Estoy aquí con otro capitulo y doy las gracias a los que me leen en España y en Canadá aunque aún no tengo ningún review, pero soy paciente.
Espero que os guste y por favor, dejar reviews.
1
El secreto de Melinda
Madelane despertó en su habitación como era costumbre pero no fue hasta que sintió un fuerte dolor de cabeza cuando comenzó a recordar lo que había pasado la noche anterior, ese mundano tan valiente como cualquier nefilim, su extraña aparición con aquel lobo.
Se levantó de la cama y fue directa a su armario para cambiarse de ropa, ya que tenía puesto aún el traje de cazadora de sombras.
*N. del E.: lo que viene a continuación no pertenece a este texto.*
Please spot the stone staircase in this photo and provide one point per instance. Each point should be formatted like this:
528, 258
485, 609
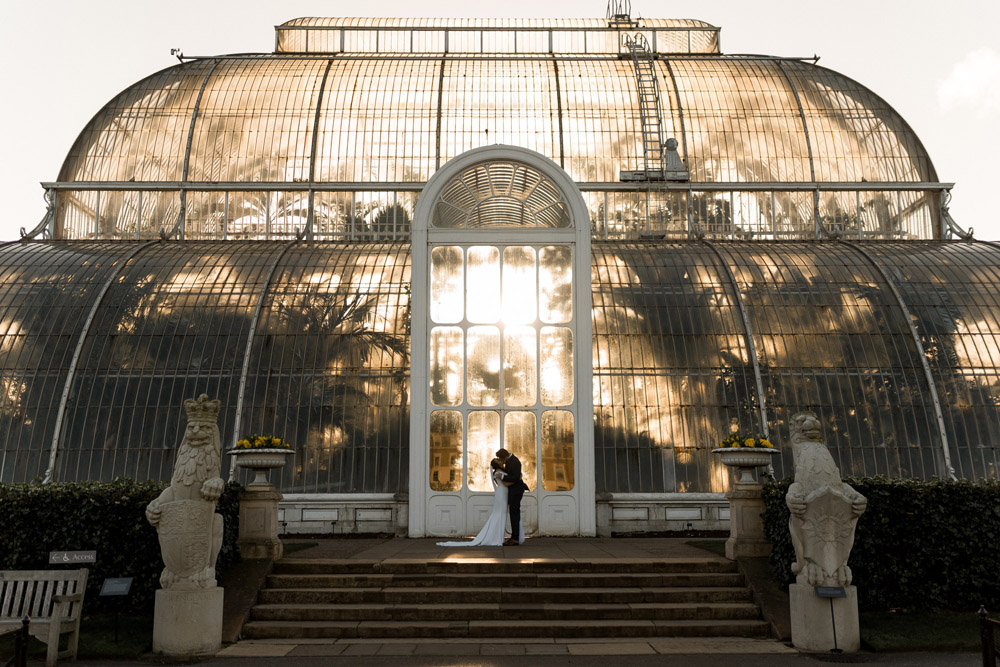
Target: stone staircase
490, 598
Eligió ropa cómoda y se dirigió a la cocina para desayunar algo, la verdad era que ayer no había cenado porque se había escapado una hora antes de cenar y como después se había desmayado no había cenado y tenía mucha hambre.
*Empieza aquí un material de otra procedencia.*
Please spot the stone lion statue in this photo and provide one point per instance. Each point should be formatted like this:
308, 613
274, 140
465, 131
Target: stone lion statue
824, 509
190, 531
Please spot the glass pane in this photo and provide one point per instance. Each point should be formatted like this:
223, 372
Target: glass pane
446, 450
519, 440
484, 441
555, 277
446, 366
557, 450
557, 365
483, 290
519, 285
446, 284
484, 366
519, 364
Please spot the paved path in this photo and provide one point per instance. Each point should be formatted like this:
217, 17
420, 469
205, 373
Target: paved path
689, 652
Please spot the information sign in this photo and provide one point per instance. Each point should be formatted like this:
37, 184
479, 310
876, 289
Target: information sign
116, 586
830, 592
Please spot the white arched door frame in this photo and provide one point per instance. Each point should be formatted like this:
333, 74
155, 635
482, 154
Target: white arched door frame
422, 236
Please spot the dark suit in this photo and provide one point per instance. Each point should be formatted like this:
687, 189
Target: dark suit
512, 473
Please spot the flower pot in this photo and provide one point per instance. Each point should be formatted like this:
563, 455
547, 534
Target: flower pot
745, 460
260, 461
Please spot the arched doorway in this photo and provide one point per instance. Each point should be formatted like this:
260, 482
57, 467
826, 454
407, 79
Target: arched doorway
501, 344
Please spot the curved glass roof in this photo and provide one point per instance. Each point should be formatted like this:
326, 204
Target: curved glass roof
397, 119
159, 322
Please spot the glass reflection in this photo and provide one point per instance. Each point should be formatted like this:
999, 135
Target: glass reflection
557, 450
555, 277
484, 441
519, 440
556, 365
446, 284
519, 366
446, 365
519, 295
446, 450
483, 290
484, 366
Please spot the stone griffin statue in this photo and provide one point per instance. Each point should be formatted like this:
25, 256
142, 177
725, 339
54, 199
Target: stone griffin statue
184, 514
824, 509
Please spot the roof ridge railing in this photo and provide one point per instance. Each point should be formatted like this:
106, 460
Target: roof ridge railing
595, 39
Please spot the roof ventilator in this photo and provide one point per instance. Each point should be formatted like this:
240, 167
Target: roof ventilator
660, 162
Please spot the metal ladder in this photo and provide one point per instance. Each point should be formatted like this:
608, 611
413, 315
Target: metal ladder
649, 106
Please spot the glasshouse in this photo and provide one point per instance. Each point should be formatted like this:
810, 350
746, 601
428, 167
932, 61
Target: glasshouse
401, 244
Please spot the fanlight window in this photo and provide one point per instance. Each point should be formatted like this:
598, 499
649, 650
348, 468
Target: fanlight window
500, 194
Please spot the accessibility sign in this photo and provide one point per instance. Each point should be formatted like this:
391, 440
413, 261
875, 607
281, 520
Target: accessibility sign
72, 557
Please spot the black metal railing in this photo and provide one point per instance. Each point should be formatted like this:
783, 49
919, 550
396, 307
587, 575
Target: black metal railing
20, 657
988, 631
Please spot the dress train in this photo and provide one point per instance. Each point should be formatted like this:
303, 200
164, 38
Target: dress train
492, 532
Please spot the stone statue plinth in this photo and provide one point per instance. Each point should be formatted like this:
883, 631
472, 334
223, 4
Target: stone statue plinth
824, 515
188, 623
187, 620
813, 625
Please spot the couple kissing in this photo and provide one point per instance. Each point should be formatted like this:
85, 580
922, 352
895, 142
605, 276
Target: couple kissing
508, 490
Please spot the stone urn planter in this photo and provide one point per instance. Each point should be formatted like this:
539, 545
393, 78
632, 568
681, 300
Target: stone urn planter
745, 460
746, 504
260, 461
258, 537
Cuando entró solo se encontró con Dylan que estaba sentado en una silla y le saludó con la mano. Se preparó un buen cuenco con cereales y se sentó al lado de Dylan.
- ¿Cómo te encuentras? – dijo Dylan con tono preocupado.
Si, Dylan era un imbécil pero cuando las vidas de sus amigos y familiares peligraban él era el primero en preocuparse por ellos y eso implicaba que no era insensible. Fue el primero en preocuparse por ella cuando se encerró en su cuarto y no comió nada en dos días y fue el que lo convenció para que saliera de su cuarto. Era la parte sensible de la personalidad de Dylan, pero no le gustaba sacarla mucho por eso la mayor parte de la gente que lo conocía pensaba que no tenía corazón.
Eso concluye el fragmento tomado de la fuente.